Illustration by Brett Lamb/Torontoist.
Torontoist is ending the year by naming our Heroes and Villains—Toronto’s very best and very worst people, places, and things over the past twelve months. From December 13–17: the Villains! From December 20–24, the Heroes! And, from December 27–30, you can vote for Toronto’s Superhero and Supervillain of the year.
Torontoist’s Heroes of any given year are typically those shining individuals or institutions whose accomplishments involve community building, progressive development, infrastructure improvement, and the other various forms of civic-mindedness which we so value. This year, we have a rare opportunity to get downright literal with the notion of heroism for one particular candidate: a guy who actually went out and actually fought crime.

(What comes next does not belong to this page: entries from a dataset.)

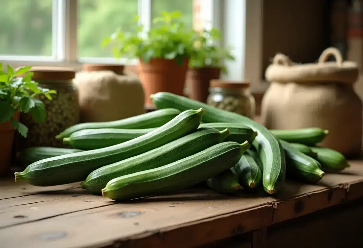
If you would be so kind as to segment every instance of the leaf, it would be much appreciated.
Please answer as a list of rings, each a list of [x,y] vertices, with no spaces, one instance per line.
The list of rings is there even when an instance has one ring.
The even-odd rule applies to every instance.
[[[28,113],[30,109],[35,106],[35,103],[28,96],[24,96],[20,98],[19,101],[19,107],[24,113]]]
[[[18,131],[21,136],[25,138],[28,134],[28,128],[24,124],[22,124],[12,117],[10,119],[10,123]]]
[[[15,73],[14,75],[20,75],[24,74],[32,69],[32,66],[22,66],[18,69]]]
[[[0,101],[0,123],[8,121],[15,112],[14,108],[8,103],[3,101]]]
[[[11,77],[14,75],[14,70],[11,66],[8,65],[8,72],[10,75]]]
[[[34,82],[32,83],[26,83],[23,85],[24,88],[33,91],[36,94],[39,94],[40,93],[40,90],[38,87],[38,83]]]
[[[44,108],[44,104],[41,101],[33,100],[35,102],[35,106],[30,109],[30,113],[32,115],[32,117],[35,121],[41,122],[46,117],[46,111]]]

Naturally, this isn’t a matter of capes and utility belts, but rather the actions of one brave dude during a particularly shameful time for Toronto. The G20 brought out the worst in our city across the board—we saw our police force transformed into an obfuscating martial goon squad, while other masked opportunists set about smashing with impunity. Many watched in shock and horror as our leaders lied to us, our quote-unquote protectors attacked us, and our supposed peers disappointed us. With the city split by chaos, it felt impossible to have an opinion on events without immediately being branded either a fascist or an anarchist.
It seemed that Toronto would be doomed to burn, along with our collective morality, when a glimmer of hope appeared on YouTube, shot by local writer Corey Surge. The seventeen-second clip showed a masked man taking goods from a smashed Bell store on Yonge Street, only to be taken down by a passing samaritan. While the act of vigilantism was moderately thrilling in a comic book sort of way, what really struck a chord with viewers was the manner of the mystery hero’s interference. He didn’t see the event as an excuse to beat on a kid—lord knows we saw enough of that elsewhere—but instead disarmed the bemused criminal as gently as possible, lowering his foe to the ground in a firm headlock, rescuing the merchandise, and releasing the hangdog thief with a firm admonishment: “Don’t steal!”
Don’t steal, indeed.
Across the city, and likely beyond, viewers gave a triumphant fistpump at the voice of rationality in a sea of mayhem, a simple phrase that echoed our plea for order. Skeptics scoffed at the prospect of virtue, professing that the mystery man was probably just another would-be jackboot out to crack some skulls. But doubts were dispelled when Torontoist tracked the hero down for an interview. It turned out the man of the hour was Roger Reis, a Bank of Montreal employee who found himself in the thick of things by sheer chance. What’s more, he was a thoughtful and articulate guy, identifying with both sides of the ideological divide and professing an earnest desire to minimize damage to the city as they clashed.
A single rescued smart phone may have a relatively low intrinsic value on the scale of heroism, but Reis’s actions gave us hope when we had next to none. On those few days at the end of June, Toronto could’ve used a lot more people like him.